Euros Bowen is regarded as the greatest modern Welsh-speaking poet. He won many welsh prizes for his literary contribution. He published 14 volumes of poetry, as well as other works and translat

Classical Hellenic elements
Bowen’s poetry is filled with classical Hellenic (Greek) elements. One of his poetic collections (actually a whole book) is devoted to the Minoan civilisation. In most of his other published works we find whole poems, sentences and various words refer to the classical Hellenic spirit.
The poet is clearly inspired by this culture and he is trying to make his interest and his respect well known. Thus, he presents in his own dynamic way, the spiritual feeling and the cultural vibration that he had felt by approaching the soil and the stones, the legends and the visions, the creativity and the literary and artistic production of an ancient people, which is still alive and even thriving today, as an invincible symbol of immortality and beauty.
Two of his most characteristic poems on classical Hellenic themes are presented below. The first one is entitled “Mycenae”. Bowen himself comments: “The original is written in free ‘cynghanedd’. The sun at the height of summer at this famous site in southern Greece and the fort’s ancient history of wealth and royal murders constitute a pattern of gold and blood”.

MYCENAE
No grass allured,
no passion there,
except for the gold of the sun
spreading now
in the azure of day
and the passage of its blood
along the crest
heavily
patterned with history
over the stony ground,

Gold and blood

older
than the oils of the gnarled olive-trees,
Gold and blood
younger than death
in the guise of oblivion,
Gold and blood
more fearsome
than the guardian arms
of all the compact woe
of the bare cairn
within the Gates of Lions,
Gold and blood
of greater power
than the face-masks
binding the ascent
of the fossil speech
of cellared bodies,
Gold and blood
more famished
in that place
than the step and gesture
of Agamemnon’s nostalgic hour,
Gold and blood
a greater thirst
than the wrath
that quickens the seed
of Clytemnestra’s dark fever,
Gold and blood
of violent destiny
in a place
where no passion stirs,
where no grass is allured.

The second poem takes us to Crete. Its title is “On this Mountain”. The poet has again written a short comment, which is: “To the left of the road from Herakleion to Phaestos (pronounced Phestos) the mountain ridge overlooking the plain of Mesará forms a picture which is said to be the face of Zeus”.

ON THIS MOUNTAIN
Seeing is believing, so they say,
and here was seeing in the haze of this mountain,
between the restorations of Knossos
and Phaestos and its centuries,
the inheritor of the gifts of heaven and earth, -
Zeus, from his concealing at birth in Dicti’s cave,
and his nursing then in the cave of Idi,
at last setting his image
here in this earth, so they say,
in the mystery of the Isle of Crete.
Not everyone believes like Nietzsche
that God is dead,
because seeing is believing,
and so God himself is seen,
his forehead, his nose, his beard
lying on the mountain’s ridge,
the picture unmistakably above
with its glance over all the fruitfulness
of the plain of Mesará
acknowledging the earth as his possession,
the lemons, the oranges and the tangerines,
the strip’s vines and the fecund olive trees.

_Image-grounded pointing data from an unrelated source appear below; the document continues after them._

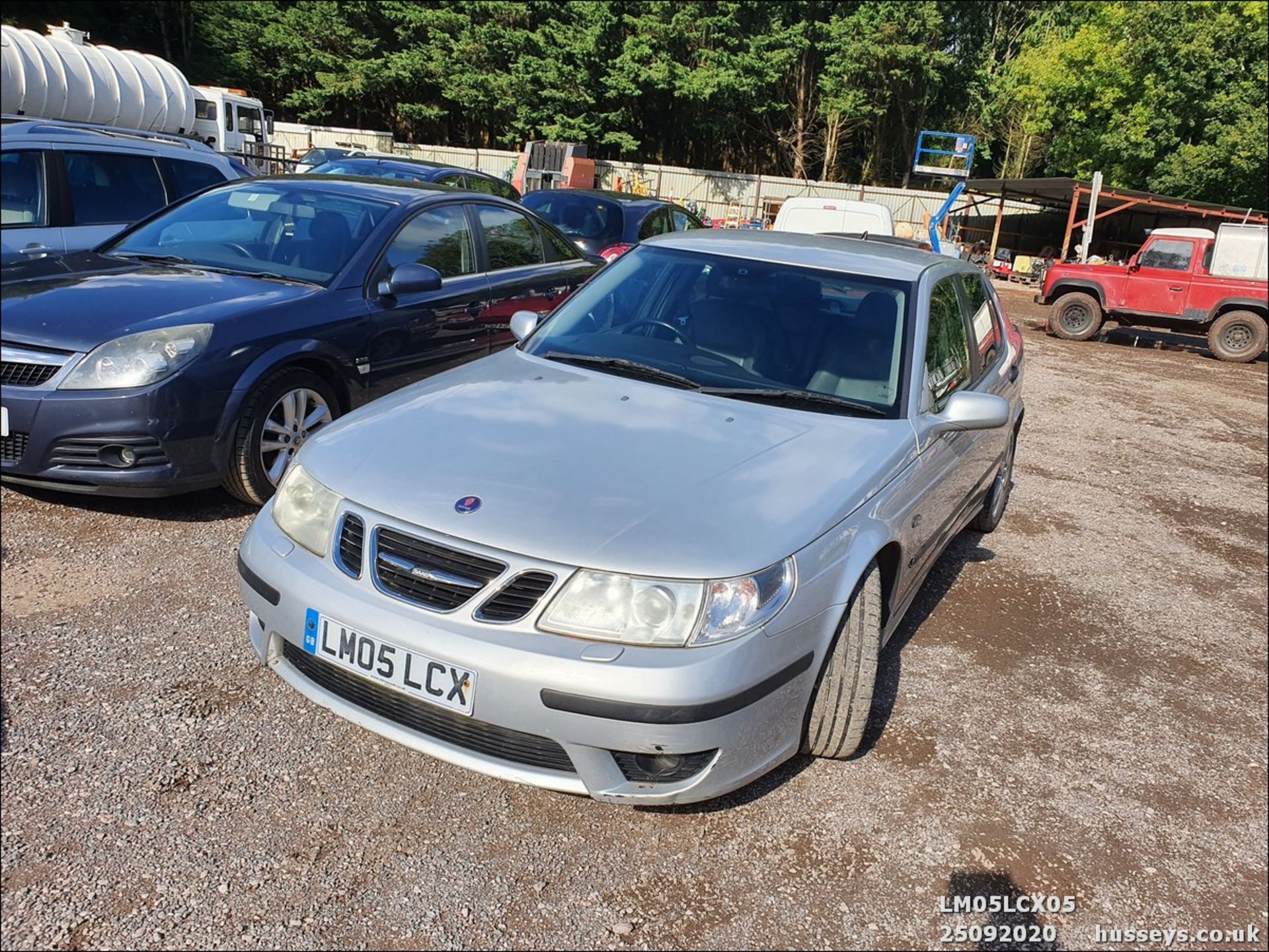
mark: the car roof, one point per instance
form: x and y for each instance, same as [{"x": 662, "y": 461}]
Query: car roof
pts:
[
  {"x": 369, "y": 187},
  {"x": 626, "y": 198},
  {"x": 820, "y": 251},
  {"x": 60, "y": 129}
]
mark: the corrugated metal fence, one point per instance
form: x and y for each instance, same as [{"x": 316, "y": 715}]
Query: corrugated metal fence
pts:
[{"x": 716, "y": 193}]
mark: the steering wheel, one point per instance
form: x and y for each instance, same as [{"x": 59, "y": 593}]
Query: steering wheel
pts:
[{"x": 666, "y": 325}]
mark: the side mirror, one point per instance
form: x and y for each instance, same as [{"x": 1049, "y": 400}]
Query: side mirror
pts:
[
  {"x": 522, "y": 324},
  {"x": 409, "y": 279},
  {"x": 968, "y": 411}
]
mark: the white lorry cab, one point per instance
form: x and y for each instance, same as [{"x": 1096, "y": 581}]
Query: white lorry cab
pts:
[
  {"x": 824, "y": 216},
  {"x": 230, "y": 121},
  {"x": 63, "y": 77}
]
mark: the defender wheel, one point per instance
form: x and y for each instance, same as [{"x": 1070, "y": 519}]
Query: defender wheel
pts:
[
  {"x": 998, "y": 499},
  {"x": 839, "y": 706},
  {"x": 1075, "y": 317},
  {"x": 1237, "y": 336},
  {"x": 284, "y": 411}
]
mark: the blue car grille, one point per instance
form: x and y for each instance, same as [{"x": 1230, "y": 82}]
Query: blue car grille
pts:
[
  {"x": 17, "y": 374},
  {"x": 456, "y": 729},
  {"x": 84, "y": 452},
  {"x": 13, "y": 447},
  {"x": 427, "y": 573}
]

Those who have tasted Bowen’s poetic talent they remain for ever admirers of his excellent way of looking at our world. He has been an outstanding representative of his welsh literary heritage, who has opened his vision to the Hellenic and other civilisations and by doing that he has produced an extraordinary kind of work, which has now become part of the universal poetic legacy.